Quoy, dit-elle, il me quitte, et l’amour me demeure !
Quoy ce feu vit encor, lors qu’il faut que je meure !
Quoy pour l’aymer encor j’ay le cœur assez bas !
Quoy je le voy partir, et je ne le haïs pas !
Ha ! Non, non, je le haïs à l’esgal de la peste,
Celuy dont le départ me devient si funeste ;
Celuy sur qui mes yeux ont manqué de pouvoir ;
Celuy que j’ay trop veu, devant ne le plus voir.
Dieu, que n’ay-je une flotte à ramer toute preste !
J’irois, j’irois ingrat, sans craindre la tempeste ;
Sans craindre les combats ; sans craindre le danger ;
T’attaquer, te punir, te perdre, et me vanger.

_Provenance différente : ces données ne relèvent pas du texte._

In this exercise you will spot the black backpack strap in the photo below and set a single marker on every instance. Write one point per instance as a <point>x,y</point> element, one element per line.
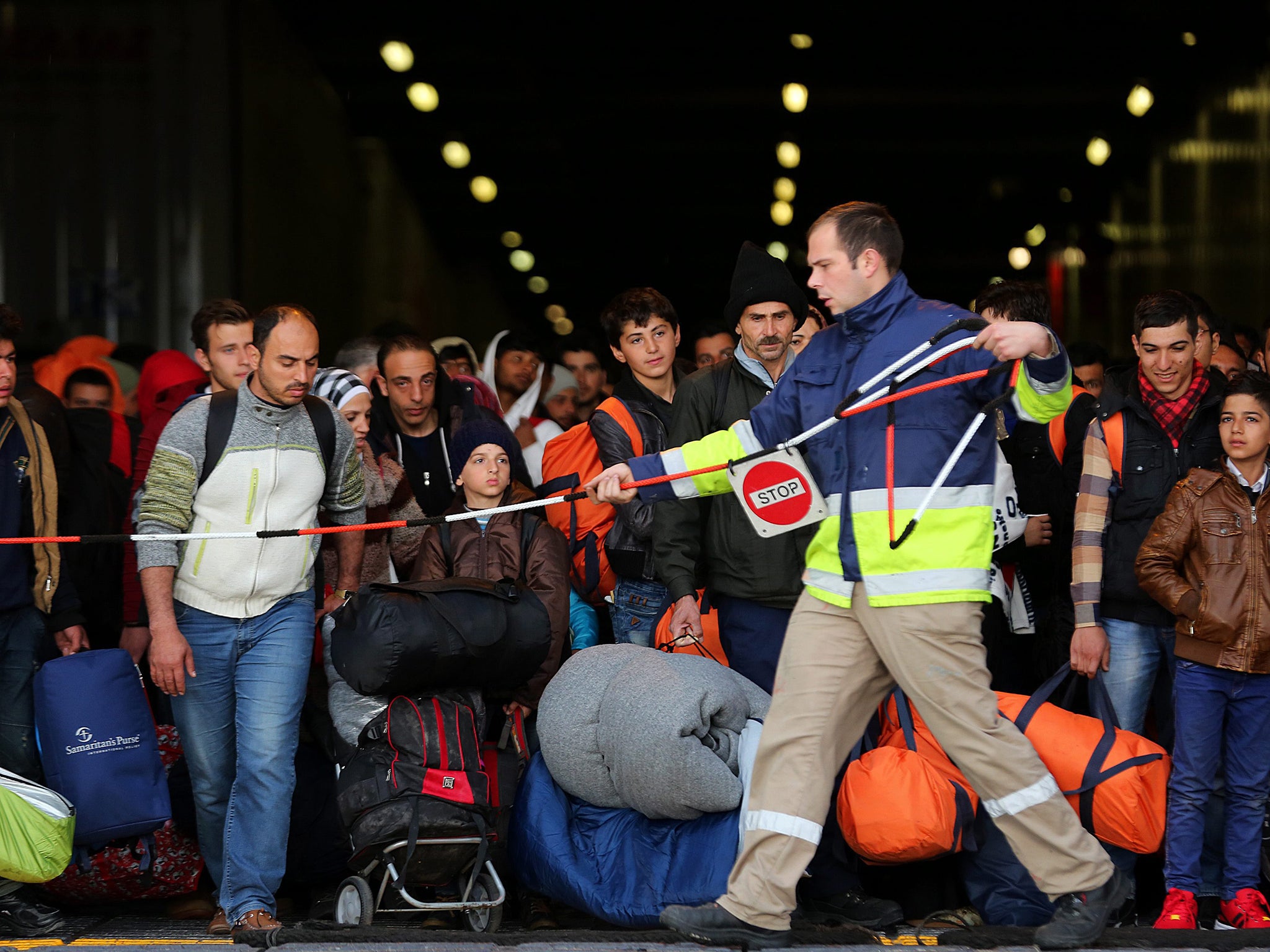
<point>528,528</point>
<point>722,381</point>
<point>324,426</point>
<point>220,421</point>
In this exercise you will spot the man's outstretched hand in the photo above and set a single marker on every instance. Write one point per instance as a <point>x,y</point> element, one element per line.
<point>606,488</point>
<point>1013,340</point>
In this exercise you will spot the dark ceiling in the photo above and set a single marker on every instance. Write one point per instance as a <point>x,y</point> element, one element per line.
<point>636,145</point>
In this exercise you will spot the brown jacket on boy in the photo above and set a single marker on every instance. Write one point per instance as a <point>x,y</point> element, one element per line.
<point>495,553</point>
<point>1207,560</point>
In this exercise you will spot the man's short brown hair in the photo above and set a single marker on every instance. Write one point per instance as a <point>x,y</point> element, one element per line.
<point>221,310</point>
<point>864,225</point>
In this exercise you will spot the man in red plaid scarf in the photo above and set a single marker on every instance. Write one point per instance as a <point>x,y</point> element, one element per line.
<point>1152,425</point>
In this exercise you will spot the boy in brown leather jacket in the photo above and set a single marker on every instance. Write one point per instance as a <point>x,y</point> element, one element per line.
<point>1206,560</point>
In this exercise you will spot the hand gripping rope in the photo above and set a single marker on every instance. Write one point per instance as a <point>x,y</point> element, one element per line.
<point>866,397</point>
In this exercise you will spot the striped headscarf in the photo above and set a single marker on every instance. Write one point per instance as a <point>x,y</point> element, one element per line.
<point>338,386</point>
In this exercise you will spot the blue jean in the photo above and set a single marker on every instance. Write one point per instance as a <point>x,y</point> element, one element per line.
<point>239,721</point>
<point>20,633</point>
<point>1137,653</point>
<point>752,637</point>
<point>1223,720</point>
<point>637,610</point>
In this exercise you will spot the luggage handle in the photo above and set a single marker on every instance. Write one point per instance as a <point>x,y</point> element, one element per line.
<point>1100,701</point>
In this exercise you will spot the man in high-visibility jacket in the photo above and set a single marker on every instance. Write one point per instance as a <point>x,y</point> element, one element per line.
<point>873,616</point>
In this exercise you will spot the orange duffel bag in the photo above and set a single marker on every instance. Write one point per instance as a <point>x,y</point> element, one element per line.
<point>1117,781</point>
<point>905,800</point>
<point>708,645</point>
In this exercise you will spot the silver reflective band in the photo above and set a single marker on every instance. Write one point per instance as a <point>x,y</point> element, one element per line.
<point>827,582</point>
<point>874,500</point>
<point>1023,799</point>
<point>928,580</point>
<point>683,487</point>
<point>785,824</point>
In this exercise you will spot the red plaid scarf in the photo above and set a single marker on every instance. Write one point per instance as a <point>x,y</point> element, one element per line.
<point>1174,414</point>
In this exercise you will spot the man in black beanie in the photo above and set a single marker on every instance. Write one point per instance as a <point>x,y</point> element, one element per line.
<point>752,582</point>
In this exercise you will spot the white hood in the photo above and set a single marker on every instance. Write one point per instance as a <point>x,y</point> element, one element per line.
<point>527,402</point>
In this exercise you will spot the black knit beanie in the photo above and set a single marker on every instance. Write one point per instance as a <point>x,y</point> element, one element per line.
<point>760,277</point>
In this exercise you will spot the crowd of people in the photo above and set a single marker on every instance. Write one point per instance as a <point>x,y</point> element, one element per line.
<point>1106,518</point>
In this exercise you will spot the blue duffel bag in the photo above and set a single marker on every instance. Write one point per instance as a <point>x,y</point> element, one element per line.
<point>98,746</point>
<point>616,865</point>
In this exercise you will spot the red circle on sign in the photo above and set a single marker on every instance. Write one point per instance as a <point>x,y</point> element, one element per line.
<point>776,493</point>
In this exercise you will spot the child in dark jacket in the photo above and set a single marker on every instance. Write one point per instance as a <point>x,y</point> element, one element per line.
<point>489,546</point>
<point>1206,560</point>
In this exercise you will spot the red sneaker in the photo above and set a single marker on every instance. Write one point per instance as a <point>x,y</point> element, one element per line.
<point>1248,910</point>
<point>1180,910</point>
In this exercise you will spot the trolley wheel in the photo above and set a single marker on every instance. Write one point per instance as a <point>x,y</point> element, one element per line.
<point>355,904</point>
<point>483,919</point>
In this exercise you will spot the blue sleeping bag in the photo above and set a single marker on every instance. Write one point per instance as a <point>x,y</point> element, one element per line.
<point>616,865</point>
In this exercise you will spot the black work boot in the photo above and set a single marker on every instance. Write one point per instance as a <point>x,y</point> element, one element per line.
<point>850,909</point>
<point>1081,917</point>
<point>716,926</point>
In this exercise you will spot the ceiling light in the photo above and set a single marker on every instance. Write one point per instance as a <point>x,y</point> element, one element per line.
<point>424,97</point>
<point>397,56</point>
<point>456,155</point>
<point>794,95</point>
<point>1098,151</point>
<point>1140,102</point>
<point>483,188</point>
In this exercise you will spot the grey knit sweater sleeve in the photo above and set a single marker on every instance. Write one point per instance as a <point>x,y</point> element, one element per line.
<point>168,496</point>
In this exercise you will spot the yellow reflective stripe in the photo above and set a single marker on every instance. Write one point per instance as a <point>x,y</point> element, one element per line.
<point>908,498</point>
<point>711,450</point>
<point>944,540</point>
<point>1041,403</point>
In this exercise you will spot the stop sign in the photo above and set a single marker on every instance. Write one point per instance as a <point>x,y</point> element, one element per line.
<point>778,493</point>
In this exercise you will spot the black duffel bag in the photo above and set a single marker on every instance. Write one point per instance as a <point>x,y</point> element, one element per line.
<point>429,635</point>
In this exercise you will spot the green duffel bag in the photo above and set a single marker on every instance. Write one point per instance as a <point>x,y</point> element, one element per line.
<point>37,827</point>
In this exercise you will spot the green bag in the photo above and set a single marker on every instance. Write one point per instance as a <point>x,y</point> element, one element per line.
<point>37,828</point>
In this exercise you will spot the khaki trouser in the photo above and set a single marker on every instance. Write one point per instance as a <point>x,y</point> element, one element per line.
<point>836,667</point>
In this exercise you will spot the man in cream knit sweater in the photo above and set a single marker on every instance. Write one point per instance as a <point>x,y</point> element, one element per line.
<point>233,620</point>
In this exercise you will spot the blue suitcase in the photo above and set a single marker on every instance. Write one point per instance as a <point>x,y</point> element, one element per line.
<point>98,747</point>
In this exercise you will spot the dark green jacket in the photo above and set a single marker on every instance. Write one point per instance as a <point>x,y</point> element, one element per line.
<point>709,541</point>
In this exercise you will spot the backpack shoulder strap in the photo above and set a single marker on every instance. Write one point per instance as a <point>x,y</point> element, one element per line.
<point>1113,431</point>
<point>528,528</point>
<point>618,409</point>
<point>220,421</point>
<point>324,426</point>
<point>723,384</point>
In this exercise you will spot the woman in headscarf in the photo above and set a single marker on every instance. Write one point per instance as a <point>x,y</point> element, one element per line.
<point>390,553</point>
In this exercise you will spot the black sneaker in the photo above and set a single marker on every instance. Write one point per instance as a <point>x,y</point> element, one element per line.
<point>1209,909</point>
<point>1081,917</point>
<point>19,915</point>
<point>850,909</point>
<point>716,926</point>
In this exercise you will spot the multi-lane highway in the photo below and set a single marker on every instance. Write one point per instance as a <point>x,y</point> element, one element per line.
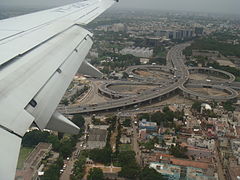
<point>176,82</point>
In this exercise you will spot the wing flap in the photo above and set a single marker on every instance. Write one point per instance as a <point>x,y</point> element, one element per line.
<point>21,34</point>
<point>51,93</point>
<point>9,151</point>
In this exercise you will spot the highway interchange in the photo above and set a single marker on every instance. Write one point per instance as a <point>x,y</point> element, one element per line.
<point>177,82</point>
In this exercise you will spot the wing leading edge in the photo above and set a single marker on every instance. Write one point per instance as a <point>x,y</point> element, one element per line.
<point>39,55</point>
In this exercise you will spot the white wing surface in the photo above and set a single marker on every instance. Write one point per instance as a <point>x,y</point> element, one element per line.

J’irois dans ton vaisseau porter plus d’une flâme :
J’en aurois à la main, comme j’en ay dans l’ame :
Et j’y mettrois enfin, pour punir ta rigueur,
Ce desordre mortel que tu mets dans mon cœur.
O souhaits impuissans ! ô desirs inutiles !
O pleintes sans effet ! ô reproches steriles !
Vous ne produisez rien contre un amant sans foy,
Et si vous agissez, ce n’est que contre moy.
Là, pleine de despit, cette amante animée,
Sur un lict de drap d’or tombe à demy pasmée :
Et les yeux vers le ciel, tous trempez de ses pleurs,
Un silence eloquent parle de ses douleurs.